### Scraping NLB to know the books that I borrowed

In [1]:
import re
import os
import time

import warnings
import pygsheets
import numpy as np
import pandas as pd
from selenium import webdriver
from bs4 import BeautifulSoup as bs

# Some notebook configs
warnings.filterwarnings('ignore')
pd.set_option('display.max_colwidth', 1000)

#### Load in self created functions 

In [2]:
from web_scraping import activate_chrome_selenium_latest
from nlb_functions import log_in_nlb

In [3]:
browser = activate_chrome_selenium_latest()



Current google-chrome version is 91.0.4472
Get LATEST driver version for 91.0.4472
Driver [/Users/cliff/.wdm/drivers/chromedriver/mac64/91.0.4472.101/chromedriver] found in cache


### Log in first! 

In [None]:
auth_csv_file = os.environ['cred_folder'] + '/nlb_credentials.csv'

info = pd.read_csv(auth_csv_file)
account_name = info['values'][0]
password = info['values'][1]

browser = log_in_nlb(browser, account_name, password)
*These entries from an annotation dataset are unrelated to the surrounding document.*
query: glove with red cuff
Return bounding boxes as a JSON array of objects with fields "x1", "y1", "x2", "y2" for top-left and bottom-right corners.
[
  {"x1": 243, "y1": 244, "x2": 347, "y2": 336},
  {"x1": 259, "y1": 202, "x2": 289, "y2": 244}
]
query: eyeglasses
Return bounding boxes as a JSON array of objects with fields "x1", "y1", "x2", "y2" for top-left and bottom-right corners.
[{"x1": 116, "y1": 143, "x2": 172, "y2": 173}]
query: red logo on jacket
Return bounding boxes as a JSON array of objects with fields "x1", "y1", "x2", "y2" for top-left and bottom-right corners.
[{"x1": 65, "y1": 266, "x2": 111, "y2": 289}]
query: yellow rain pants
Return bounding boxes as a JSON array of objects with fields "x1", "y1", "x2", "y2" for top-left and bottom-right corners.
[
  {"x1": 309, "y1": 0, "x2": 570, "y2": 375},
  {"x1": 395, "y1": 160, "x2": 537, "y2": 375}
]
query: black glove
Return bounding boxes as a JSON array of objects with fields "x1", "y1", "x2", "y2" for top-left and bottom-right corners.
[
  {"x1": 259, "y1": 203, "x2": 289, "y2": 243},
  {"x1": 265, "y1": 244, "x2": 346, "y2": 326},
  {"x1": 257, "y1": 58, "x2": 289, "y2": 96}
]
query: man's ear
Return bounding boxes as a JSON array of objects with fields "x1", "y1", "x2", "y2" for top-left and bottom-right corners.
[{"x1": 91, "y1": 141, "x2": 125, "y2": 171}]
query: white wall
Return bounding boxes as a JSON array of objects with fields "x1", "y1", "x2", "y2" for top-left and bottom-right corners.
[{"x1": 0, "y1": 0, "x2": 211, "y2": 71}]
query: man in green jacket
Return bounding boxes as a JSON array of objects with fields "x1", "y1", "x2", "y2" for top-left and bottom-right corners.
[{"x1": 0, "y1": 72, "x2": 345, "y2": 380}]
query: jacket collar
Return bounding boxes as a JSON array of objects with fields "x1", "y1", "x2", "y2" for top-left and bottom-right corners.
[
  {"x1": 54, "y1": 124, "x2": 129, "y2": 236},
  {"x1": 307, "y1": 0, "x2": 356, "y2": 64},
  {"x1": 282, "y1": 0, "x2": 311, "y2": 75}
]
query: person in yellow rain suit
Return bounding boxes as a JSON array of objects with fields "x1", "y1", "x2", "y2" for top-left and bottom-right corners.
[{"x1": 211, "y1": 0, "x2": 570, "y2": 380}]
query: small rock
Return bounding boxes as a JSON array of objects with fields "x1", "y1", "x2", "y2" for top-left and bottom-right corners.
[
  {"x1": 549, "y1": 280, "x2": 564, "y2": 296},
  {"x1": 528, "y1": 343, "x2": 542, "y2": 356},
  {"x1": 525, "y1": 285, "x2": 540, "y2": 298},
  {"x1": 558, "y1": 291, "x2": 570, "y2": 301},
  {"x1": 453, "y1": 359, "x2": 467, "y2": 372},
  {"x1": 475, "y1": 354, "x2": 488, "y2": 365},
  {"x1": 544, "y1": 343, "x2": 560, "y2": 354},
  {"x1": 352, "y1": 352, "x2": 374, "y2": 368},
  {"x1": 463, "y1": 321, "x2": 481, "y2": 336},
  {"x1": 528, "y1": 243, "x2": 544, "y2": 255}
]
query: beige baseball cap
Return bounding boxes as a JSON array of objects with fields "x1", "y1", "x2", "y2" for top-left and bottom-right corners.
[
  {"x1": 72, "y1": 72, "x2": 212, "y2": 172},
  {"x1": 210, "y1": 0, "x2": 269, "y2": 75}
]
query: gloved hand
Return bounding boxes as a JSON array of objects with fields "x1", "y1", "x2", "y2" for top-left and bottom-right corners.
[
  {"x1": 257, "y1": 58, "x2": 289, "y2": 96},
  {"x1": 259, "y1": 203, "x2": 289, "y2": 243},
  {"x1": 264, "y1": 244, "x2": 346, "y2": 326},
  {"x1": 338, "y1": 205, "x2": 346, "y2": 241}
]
### Loop through the pages! 

In [None]:
loans_link = "https://www.nlb.gov.sg/mylibrary/Loans"
browser.get(loans_link)

time.sleep(5)

soup = bs(browser.page_source, "html5lib")

In [None]:
table_col = list()
table_cells = list()

for table in soup.find_all("table", class_="table table-bordered table-striped table-list"):
    for row in table.find_all('th'):
        table_col.append(row.text)
    
    for row in table.find_all('td'):
        table_cells.append(row.text)

table_col = table_col[:5]

In [None]:
browser.close()

### Preparing raw data to push into G Drive

In [None]:
books = pd.DataFrame(np.array(table_cells).reshape(int(len(table_cells)/5), 5))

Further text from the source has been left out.